2 year old 5700 rig crashes but stuck on rebooting

I’ve had this 6x5700 rig running since I bought the cards new. I’ve always had minor issues with it: random reboots, TRM crashing, PCI I/O errors. However, after flashing 0.2-203, it has resolved most of the issues.

All of a sudden, I noticed that this rig keeps freezing up, not even able to restart by itself. I have to power cycle it probably 3 times a day. Not sure what could be the issue. I replaced all the risers and USB cables last year as well as cleaning the cards. Weirdly enough, running a single card in a desktop PC results in zero issues. I can play games for hours at a time.

Anyways, here is the error message on HiveOS when it freezes. The shutdown/restart sequence never initiates, even leaving it overnight. It’s a major problem since I’m not able to be at my rig at all times. I have a 120V smart plug that I can control through an app, however I do not believe there is a cost-efficient equivalent for a 240V outlet which my rigs are all on.

I’d really appreciate some insight on some of the more knowledgeable members on here.

Set the ocs for that card (10:00) to very conservative and see if it helps.

Have you tried flashing the latest stable image? What clocks and voltages are you running?
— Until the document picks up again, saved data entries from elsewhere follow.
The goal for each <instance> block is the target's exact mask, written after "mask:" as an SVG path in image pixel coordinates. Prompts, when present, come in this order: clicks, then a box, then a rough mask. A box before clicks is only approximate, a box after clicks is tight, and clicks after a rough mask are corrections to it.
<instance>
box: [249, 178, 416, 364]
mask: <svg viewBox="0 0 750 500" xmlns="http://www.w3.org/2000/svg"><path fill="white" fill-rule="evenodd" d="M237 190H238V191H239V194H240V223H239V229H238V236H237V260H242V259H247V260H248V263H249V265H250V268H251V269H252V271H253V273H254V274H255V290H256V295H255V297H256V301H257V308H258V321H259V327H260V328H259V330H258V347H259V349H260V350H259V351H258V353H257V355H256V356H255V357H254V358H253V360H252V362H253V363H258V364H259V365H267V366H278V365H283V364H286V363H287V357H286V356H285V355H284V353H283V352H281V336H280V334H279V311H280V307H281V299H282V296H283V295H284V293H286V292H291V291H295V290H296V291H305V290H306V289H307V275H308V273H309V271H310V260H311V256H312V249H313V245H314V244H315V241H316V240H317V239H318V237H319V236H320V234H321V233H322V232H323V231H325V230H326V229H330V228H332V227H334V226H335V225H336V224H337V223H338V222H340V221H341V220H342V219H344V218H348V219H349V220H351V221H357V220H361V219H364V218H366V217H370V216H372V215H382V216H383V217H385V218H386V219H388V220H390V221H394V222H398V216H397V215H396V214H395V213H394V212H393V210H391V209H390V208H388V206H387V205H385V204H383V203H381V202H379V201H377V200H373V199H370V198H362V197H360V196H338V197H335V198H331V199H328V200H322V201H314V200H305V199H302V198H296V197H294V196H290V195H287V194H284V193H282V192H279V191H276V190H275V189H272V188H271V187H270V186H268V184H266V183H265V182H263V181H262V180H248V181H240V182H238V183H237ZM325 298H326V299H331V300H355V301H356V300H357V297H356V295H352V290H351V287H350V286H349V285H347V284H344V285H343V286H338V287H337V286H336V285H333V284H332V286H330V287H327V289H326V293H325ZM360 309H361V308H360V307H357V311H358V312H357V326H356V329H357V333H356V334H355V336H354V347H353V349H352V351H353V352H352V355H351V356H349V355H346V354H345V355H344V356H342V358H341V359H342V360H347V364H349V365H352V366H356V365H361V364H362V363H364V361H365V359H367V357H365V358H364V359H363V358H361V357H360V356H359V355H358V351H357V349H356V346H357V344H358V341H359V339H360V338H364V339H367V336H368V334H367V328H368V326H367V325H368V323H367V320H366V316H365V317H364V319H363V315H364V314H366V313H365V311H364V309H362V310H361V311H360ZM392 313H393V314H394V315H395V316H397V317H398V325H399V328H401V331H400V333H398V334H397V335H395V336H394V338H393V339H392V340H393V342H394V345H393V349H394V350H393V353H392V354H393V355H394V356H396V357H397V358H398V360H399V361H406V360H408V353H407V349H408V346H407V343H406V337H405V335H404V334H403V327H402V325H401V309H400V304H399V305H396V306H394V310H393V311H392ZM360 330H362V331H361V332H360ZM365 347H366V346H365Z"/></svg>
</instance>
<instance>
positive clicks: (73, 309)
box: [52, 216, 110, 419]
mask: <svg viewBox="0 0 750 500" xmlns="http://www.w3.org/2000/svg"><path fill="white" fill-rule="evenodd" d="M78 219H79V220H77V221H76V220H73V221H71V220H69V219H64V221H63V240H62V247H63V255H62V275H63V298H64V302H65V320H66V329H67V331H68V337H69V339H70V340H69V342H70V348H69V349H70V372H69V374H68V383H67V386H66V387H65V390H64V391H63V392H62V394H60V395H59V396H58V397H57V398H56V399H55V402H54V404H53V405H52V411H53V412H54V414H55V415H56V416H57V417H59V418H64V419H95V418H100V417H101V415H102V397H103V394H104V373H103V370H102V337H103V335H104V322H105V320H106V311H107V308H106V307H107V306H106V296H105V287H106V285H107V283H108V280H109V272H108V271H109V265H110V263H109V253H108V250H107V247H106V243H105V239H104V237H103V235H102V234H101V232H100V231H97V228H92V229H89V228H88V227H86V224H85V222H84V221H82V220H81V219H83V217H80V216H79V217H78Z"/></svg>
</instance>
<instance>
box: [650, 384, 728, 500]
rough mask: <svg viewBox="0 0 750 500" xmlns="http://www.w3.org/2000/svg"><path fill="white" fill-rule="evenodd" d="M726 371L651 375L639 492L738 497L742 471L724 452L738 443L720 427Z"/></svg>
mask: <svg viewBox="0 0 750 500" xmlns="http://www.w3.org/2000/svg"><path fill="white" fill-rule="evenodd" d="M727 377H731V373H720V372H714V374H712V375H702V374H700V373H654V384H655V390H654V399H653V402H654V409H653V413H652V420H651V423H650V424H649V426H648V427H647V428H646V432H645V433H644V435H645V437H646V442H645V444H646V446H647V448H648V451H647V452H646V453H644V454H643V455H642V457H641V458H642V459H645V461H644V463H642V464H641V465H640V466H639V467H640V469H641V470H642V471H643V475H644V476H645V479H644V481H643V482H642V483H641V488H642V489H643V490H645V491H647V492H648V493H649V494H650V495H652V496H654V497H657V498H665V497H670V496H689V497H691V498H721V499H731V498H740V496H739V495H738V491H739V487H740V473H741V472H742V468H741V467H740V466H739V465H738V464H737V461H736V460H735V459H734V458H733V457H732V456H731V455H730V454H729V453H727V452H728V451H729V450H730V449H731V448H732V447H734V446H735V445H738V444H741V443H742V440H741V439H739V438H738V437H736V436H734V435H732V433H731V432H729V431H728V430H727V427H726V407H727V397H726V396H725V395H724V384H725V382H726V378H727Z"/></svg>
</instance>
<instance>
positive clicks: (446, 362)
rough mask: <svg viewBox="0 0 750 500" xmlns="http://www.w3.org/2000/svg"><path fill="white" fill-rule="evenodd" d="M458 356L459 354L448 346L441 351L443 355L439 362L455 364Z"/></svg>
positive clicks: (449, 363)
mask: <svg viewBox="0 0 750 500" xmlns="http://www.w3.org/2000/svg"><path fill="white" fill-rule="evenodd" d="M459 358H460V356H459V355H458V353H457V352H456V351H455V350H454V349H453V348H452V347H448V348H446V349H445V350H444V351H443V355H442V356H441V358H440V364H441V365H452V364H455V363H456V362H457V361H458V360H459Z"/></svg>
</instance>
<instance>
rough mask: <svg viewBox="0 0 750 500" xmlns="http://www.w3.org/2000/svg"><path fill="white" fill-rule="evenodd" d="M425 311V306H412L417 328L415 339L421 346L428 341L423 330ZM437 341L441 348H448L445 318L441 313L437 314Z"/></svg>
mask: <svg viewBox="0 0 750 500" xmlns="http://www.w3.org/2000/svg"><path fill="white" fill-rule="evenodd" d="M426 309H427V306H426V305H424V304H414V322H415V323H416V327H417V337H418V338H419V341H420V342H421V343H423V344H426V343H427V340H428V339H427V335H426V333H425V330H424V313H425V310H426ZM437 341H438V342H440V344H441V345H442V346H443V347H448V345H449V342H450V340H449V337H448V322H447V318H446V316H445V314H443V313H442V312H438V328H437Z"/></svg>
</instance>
Hi, I’ve tried every single image from 0.6-204 all the way to 0.6-218. Fresh SSD flash every time. Anything newer than 0.6-203 won’t even boot into the HiveOS splash screen, some sort of PCI I/O error within the 1st minute of booting up, hence why I’ve been using 0.6-203.

All 6 cards at the moment are not OC’d at all at this moment, running stock clocks and voltages.

Currently I’m back on 0.6-203, the crashing/freezing issues isn’t as bad, so far I only had to hard reboot it once in the past 24 hours, but the error screen in my first post still appears often… Voltages range from 755-775VDD, 800VDDCI, 1350MVDD, mem clocks ranging from 905-920.

is it only that one card thats causing issues?

Yes, it seems that the card at 0000:03:00:0 is causing all the issues.

I will take that card out of the rig and see how it goes. I may test it in my desktop pc as a gaming card and stress test it a bit as well.